KMVX
- Monroe, Louisiana; United States;
- Broadcast area: Monroe-West Monroe
- Frequency: 101.9 MHz (HD Radio)
- Branding: Mix 101.9

Programming
- Language: English
- Format: Urban adult contemporary
- Affiliations: The Rickey Smiley Morning Show

Ownership
- Owner: The Radio People; (Holladay Broadcasting of Louisiana, LLC);
- Sister stations: KRVV; KJLO-FM; KLIP; KMLB; KRJO;

History
- First air date: January 29, 1967
- Former call signs: KNOE-FM (1967–2013)
- Call sign meaning: Similar to "Mix"

Technical information
- Licensing authority: FCC
- Facility ID: 48976
- Class: C
- ERP: 97,000 watts (horizontal); 96,000 watts (vertical);
- HAAT: 462 meters (1,516 ft)
- Transmitter coordinates: 32°11′50″N 92°4′14″W﻿ / ﻿32.19722°N 92.07056°W

Links
- Public license information: Public file; LMS;
- Webcast: Listen live
- Website: www.mix1019.net

= KMVX =

KMVX (101.9 MHz, "Mix 101.9") is an American radio station licensed to Monroe, Louisiana, United States. The station, established in 1967, is owned by The Radio People and the broadcast license is held by Holladay Broadcasting of Louisiana, LLC. Studios are located in Monroe, and its transmitter is located in rural Caldwell Parish, Louisiana.

==Programming==
KMVX broadcasts an urban adult contemporary music format to Monroe and the greater Alexandria, Louisiana area and Natchez Mississippi. Local weekday on-air personalities include Rickey Smiley, Rob Lloyd, DJ Scott Banks,

==History==
The station, under the KNOE-FM call sign, was founded in 1966 by former Governor of Louisiana James A. Noe. Noe had earlier started Monroe AM radio station KNOE in 1944 and Monroe TV station KNOE-TV in 1953. In 1966, he also acquired an AM radio station in New Orleans which he renamed WNOE and in 1968 started New Orleans FM radio station WNOE-FM.

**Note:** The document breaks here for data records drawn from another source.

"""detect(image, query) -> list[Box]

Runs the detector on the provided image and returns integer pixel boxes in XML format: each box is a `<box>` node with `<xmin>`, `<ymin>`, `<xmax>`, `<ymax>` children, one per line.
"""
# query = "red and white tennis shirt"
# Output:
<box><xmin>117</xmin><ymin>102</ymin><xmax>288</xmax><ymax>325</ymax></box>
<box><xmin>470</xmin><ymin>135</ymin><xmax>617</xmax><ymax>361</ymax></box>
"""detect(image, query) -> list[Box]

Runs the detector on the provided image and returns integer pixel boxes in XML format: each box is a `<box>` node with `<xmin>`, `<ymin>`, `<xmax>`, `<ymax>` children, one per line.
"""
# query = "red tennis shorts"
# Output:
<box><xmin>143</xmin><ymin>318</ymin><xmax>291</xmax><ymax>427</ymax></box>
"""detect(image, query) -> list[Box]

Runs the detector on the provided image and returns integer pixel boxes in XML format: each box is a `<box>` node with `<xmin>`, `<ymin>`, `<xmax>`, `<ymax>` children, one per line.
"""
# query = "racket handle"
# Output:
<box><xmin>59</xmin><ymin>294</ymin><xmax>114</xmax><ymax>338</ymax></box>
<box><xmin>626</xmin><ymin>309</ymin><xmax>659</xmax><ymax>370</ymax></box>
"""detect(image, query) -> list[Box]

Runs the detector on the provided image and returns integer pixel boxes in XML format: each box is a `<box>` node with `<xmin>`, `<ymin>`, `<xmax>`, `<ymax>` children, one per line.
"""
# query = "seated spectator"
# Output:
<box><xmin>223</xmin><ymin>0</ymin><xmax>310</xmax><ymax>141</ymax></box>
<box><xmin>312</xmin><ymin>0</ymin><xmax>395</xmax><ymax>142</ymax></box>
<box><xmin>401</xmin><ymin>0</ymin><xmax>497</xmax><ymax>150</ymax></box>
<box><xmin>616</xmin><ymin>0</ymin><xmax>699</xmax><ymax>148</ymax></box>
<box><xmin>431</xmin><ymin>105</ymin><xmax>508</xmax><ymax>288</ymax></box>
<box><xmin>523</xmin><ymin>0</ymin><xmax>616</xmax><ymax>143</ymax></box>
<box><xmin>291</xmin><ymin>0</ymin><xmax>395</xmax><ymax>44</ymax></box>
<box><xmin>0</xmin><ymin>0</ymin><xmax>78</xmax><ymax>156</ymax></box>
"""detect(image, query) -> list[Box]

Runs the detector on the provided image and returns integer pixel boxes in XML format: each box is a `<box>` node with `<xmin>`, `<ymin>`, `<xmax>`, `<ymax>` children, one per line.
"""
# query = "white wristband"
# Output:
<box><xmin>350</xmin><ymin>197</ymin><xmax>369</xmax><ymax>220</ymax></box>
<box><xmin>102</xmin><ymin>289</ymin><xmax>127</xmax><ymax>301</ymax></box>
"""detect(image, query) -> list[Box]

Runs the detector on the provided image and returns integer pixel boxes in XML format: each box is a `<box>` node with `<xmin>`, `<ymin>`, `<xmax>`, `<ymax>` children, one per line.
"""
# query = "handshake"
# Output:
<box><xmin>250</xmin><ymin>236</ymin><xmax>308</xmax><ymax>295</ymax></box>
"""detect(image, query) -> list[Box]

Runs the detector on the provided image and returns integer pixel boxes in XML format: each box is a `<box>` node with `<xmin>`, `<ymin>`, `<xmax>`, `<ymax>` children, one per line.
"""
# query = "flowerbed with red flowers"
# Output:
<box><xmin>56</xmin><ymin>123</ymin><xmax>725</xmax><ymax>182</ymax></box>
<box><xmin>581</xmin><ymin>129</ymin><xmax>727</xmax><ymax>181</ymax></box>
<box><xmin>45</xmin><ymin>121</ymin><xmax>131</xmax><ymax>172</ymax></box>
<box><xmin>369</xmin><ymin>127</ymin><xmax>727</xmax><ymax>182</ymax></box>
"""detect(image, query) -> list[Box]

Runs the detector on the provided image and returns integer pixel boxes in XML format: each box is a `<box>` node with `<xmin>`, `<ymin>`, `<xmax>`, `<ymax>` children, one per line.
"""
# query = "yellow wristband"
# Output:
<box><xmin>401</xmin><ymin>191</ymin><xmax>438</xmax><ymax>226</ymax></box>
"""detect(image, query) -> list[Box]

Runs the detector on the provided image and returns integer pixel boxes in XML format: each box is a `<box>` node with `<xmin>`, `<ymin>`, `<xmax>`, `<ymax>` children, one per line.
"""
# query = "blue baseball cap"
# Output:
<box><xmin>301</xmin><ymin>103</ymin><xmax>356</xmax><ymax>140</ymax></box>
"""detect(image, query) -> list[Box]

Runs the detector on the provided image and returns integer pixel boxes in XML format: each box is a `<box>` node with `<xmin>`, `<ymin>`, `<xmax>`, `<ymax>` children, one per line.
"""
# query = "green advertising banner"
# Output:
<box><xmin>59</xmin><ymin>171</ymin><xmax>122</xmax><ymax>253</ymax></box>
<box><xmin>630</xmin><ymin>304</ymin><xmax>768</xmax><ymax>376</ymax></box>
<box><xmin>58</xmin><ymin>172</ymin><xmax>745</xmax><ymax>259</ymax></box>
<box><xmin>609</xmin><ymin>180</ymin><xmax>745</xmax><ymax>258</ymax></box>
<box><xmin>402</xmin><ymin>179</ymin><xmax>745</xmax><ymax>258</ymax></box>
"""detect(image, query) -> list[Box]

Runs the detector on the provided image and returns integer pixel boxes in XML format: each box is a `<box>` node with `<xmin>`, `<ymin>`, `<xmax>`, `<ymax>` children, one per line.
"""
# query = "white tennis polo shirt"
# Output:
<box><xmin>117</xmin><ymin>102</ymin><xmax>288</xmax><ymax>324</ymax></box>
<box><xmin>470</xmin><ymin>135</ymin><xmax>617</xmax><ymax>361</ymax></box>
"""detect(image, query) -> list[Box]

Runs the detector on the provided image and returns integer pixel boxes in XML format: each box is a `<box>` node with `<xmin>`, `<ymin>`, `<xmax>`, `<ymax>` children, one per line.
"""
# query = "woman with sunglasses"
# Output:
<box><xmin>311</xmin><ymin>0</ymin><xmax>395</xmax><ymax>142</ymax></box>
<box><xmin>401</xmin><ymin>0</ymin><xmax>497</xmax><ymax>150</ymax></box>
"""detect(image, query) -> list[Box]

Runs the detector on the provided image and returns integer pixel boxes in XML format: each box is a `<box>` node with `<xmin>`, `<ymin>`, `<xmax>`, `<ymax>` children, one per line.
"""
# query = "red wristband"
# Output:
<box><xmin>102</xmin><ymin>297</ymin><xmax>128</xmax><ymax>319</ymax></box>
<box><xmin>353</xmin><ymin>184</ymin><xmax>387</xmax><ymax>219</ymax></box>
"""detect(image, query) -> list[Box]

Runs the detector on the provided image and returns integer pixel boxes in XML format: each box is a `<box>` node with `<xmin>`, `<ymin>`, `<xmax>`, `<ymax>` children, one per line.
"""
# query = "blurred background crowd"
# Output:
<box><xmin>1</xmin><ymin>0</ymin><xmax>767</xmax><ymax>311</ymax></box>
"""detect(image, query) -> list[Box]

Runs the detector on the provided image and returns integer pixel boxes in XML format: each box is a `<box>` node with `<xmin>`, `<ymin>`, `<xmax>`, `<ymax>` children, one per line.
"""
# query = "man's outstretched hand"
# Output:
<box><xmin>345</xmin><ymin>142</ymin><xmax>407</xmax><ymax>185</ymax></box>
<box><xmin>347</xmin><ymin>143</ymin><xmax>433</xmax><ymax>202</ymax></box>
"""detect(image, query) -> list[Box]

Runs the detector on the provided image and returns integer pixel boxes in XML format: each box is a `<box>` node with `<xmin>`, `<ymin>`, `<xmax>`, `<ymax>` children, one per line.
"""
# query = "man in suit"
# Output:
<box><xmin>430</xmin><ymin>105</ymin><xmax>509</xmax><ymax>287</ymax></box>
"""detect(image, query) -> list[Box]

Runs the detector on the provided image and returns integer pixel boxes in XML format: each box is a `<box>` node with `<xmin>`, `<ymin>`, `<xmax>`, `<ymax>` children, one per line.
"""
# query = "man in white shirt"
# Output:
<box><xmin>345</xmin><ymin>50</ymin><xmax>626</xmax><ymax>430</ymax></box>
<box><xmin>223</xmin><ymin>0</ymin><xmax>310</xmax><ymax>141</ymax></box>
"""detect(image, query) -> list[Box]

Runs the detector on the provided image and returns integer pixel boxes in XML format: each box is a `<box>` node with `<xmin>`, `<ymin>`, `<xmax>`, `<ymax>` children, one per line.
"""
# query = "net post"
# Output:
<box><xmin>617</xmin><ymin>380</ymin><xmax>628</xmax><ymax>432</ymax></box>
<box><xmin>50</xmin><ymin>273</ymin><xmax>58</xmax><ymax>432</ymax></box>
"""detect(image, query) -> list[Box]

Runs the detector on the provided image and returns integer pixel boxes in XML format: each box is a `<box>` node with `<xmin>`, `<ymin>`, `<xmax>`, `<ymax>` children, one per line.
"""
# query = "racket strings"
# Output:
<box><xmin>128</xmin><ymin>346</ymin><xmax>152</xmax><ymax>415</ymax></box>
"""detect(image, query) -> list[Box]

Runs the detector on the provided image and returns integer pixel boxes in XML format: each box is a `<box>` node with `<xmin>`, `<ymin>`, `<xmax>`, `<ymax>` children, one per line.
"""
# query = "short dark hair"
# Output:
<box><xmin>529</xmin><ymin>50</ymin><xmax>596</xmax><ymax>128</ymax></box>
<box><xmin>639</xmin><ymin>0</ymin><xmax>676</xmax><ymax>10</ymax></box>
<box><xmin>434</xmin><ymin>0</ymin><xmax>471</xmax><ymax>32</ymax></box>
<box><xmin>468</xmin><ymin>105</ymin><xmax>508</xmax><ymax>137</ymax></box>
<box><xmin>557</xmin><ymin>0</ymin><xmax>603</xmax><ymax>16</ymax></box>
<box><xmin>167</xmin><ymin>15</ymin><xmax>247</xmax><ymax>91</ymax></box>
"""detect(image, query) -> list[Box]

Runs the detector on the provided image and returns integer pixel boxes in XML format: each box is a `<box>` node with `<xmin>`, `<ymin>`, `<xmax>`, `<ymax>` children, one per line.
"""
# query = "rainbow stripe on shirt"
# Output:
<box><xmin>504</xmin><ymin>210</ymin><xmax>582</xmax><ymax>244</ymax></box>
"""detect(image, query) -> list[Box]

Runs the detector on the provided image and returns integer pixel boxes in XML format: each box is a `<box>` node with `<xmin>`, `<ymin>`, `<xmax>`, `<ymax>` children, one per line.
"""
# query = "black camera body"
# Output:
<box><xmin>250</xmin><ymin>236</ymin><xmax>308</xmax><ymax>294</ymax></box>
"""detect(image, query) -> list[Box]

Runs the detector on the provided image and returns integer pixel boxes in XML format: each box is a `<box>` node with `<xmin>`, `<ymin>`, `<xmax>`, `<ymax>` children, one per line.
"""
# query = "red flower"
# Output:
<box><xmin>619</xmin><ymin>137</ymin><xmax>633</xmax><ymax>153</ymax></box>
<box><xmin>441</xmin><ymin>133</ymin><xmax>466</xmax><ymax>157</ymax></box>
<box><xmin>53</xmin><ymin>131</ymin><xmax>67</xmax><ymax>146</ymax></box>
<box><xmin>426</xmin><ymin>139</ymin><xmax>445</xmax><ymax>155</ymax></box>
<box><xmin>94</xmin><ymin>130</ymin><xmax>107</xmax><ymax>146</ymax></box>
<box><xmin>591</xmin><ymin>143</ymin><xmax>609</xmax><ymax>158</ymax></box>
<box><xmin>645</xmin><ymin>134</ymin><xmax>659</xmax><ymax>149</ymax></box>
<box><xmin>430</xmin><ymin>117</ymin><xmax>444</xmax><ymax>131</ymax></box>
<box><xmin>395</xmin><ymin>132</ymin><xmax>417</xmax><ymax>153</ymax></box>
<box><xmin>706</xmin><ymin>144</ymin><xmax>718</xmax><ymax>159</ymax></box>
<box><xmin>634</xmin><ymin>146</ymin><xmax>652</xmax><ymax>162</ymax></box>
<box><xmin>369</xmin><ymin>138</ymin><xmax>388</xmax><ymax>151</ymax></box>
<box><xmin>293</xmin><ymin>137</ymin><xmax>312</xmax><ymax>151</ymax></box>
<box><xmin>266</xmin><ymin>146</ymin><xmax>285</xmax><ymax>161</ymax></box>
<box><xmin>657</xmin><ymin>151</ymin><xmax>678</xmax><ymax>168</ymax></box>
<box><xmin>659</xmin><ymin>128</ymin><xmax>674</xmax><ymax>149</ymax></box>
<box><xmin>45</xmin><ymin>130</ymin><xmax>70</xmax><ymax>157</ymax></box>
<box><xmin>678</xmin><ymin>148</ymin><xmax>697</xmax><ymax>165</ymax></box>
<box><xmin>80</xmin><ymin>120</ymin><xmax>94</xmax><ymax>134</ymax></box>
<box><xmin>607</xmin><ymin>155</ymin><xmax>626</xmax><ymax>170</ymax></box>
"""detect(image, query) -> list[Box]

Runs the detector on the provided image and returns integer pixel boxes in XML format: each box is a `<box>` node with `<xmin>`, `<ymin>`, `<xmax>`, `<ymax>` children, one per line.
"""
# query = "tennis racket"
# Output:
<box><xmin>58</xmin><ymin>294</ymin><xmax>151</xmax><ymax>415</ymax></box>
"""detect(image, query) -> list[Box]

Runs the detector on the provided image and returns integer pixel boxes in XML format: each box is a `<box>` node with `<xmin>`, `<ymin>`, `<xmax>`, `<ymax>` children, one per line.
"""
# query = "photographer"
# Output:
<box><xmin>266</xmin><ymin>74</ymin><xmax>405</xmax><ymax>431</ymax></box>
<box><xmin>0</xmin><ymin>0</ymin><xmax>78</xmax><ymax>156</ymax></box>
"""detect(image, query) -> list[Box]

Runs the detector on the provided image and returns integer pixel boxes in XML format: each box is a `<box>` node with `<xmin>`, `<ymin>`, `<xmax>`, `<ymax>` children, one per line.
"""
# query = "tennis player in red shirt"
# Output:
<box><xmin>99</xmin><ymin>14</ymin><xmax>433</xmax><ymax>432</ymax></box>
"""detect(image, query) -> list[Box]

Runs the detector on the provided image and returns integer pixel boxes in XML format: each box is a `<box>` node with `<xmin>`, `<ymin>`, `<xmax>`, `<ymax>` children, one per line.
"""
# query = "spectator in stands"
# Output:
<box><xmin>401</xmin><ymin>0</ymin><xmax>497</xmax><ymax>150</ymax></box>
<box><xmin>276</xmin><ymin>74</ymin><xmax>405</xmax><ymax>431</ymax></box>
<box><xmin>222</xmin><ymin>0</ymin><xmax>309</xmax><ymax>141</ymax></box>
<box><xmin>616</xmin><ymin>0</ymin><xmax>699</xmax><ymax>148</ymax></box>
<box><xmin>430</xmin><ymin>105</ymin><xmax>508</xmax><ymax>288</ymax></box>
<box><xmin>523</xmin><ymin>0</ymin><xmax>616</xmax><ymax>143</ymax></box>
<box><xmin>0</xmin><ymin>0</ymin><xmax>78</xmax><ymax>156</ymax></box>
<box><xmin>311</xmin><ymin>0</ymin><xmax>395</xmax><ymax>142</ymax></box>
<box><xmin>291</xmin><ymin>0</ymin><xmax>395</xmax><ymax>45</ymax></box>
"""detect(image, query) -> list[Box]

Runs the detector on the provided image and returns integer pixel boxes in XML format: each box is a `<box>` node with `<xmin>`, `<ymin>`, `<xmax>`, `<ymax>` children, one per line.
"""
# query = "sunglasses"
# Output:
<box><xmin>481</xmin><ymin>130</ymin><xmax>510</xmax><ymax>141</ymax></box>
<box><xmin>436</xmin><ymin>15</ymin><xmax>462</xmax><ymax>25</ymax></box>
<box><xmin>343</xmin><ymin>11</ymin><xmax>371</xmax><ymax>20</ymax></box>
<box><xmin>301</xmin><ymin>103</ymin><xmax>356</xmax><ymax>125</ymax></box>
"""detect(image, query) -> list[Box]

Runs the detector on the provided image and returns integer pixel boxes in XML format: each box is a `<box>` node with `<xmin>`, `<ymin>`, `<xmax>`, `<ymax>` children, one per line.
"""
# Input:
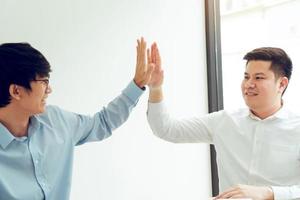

On March 21, 1997, KNOE-FM suffered a catastrophic collapse of its broadcast tower. The 1969 ft tower, roughly 545 ft taller than Chicago's Sears Tower, collapsed as a result of a maintenance crew's failure to install a temporary support structure during the replacement of diagonal braces. Of the three workers on the tower at the time of the collapse, one was killed, one fell into a satellite dish about 12 ft above the ground, and one was thrown clear and walked away basically unharmed. The workers were together about 200 ft up the tower when it collapsed. The tower, whose primary tenant was KNOE-TV, was also used by Louisiana Public Broadcasting. After operating from temporary facilities for more than a year, KNOE-FM's permanent replacement tower was ready for use in June 1998 and licensed for operation by the Federal Communications Commission (FCC) on September 15, 1998.

James A. Noe's son, James Albert "Jimmie" Noe Jr., ran KNOE-FM along with its AM and TV sister stations for almost four decades. When Jimmie Noe died from cancer in 2005, the remaining family members agreed to place the stations up for sale and exit broadcasting. In October 2007, the Noe family reached an agreement to sell this station to Clay Holladay's Radio Monroe, LLC., for a reported $900,000. The deal was approved by the FCC on May 1, 2008, and the transaction was consummated on May 13, 2008.

On March 3, 2013, KNOE-FM changed its format from Top 40 (CHR) "Star 101.9" to urban adult contemporary, branded as "Mix 101.9". The call letters were changed to KMVX on March 21, 2013.